The Mary-Go-Round

CFS Lecture by Galen Strawson, Professor at the Department of Philosophy, University of Texas at Austin and Affiliated Professor in Philosophy at the Department of Media, Cognition and Communications, University of Copenhagen.

Abstract

Physicalism is the view that [1] everything that concretely exists is wholly physical. The debate about Jackson’s Mary rotates round a mistake shared on both sides: the idea that endorsing [1] requires one to believe that [2] physics can in principle give a full or exhaustive characterization of the nature of everything that concretely exists.

Consider the adamantine truth that [3] on leaving the black and white room Mary learns something new about the nature of concrete reality (sc. her own conscious experience). On one side of the carousel [3] couples with [2] and [4] physics cannot characterize the nature of red-experience (colour experience in general) to produce the mistaken conclusion that [5] Mary raises an insoluble problem for physicalism. On the other side of the roundabout [2] couples with the endorsement of [1] to produce the mistaken conclusion that [3] is false—that Mary does not learn something new about concrete reality when she leaves the black and white room.

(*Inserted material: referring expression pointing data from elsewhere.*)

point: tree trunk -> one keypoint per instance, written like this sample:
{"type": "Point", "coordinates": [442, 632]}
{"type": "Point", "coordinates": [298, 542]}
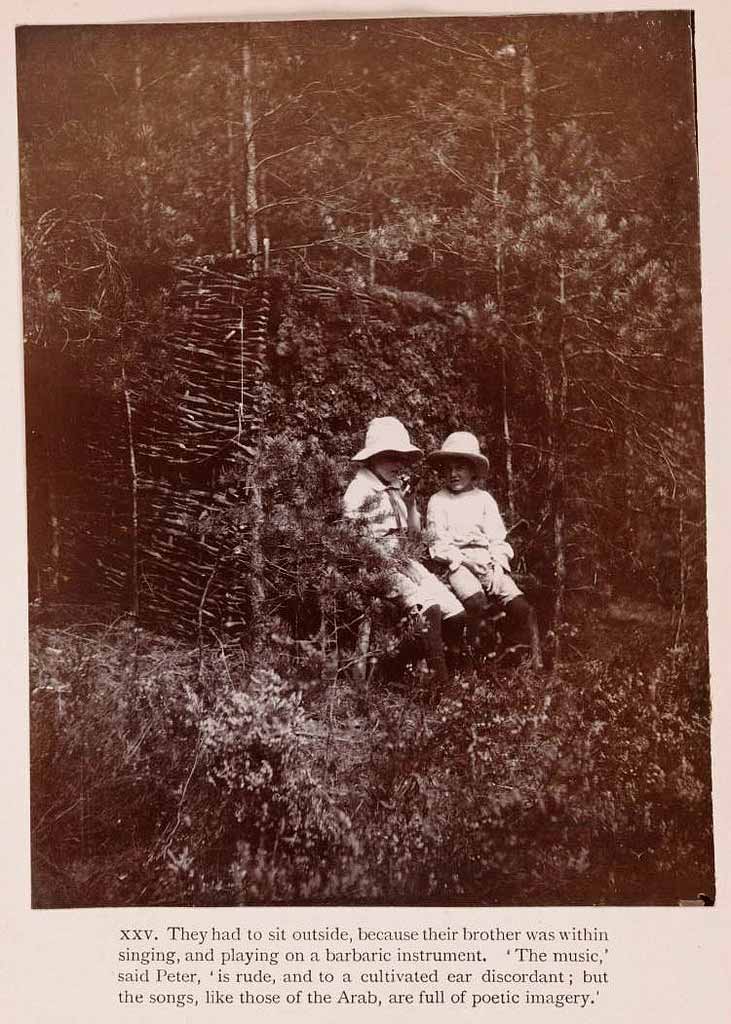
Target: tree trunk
{"type": "Point", "coordinates": [134, 493]}
{"type": "Point", "coordinates": [507, 439]}
{"type": "Point", "coordinates": [232, 163]}
{"type": "Point", "coordinates": [559, 444]}
{"type": "Point", "coordinates": [250, 188]}
{"type": "Point", "coordinates": [143, 130]}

The solution is simple: give up [2], which is provably false. The argument that [2] is false develops [i] the Poincaré-Russell point that physics only gives knowledge of the structure of concrete reality and [ii] the connected Kantian/neo-Kantian point that when we consider physical reality we only ever have access to appearances. (Except in one case, the case of the experiential-qualitative character of our own conscious experience, which is itself wholly physical if physicalism is true.)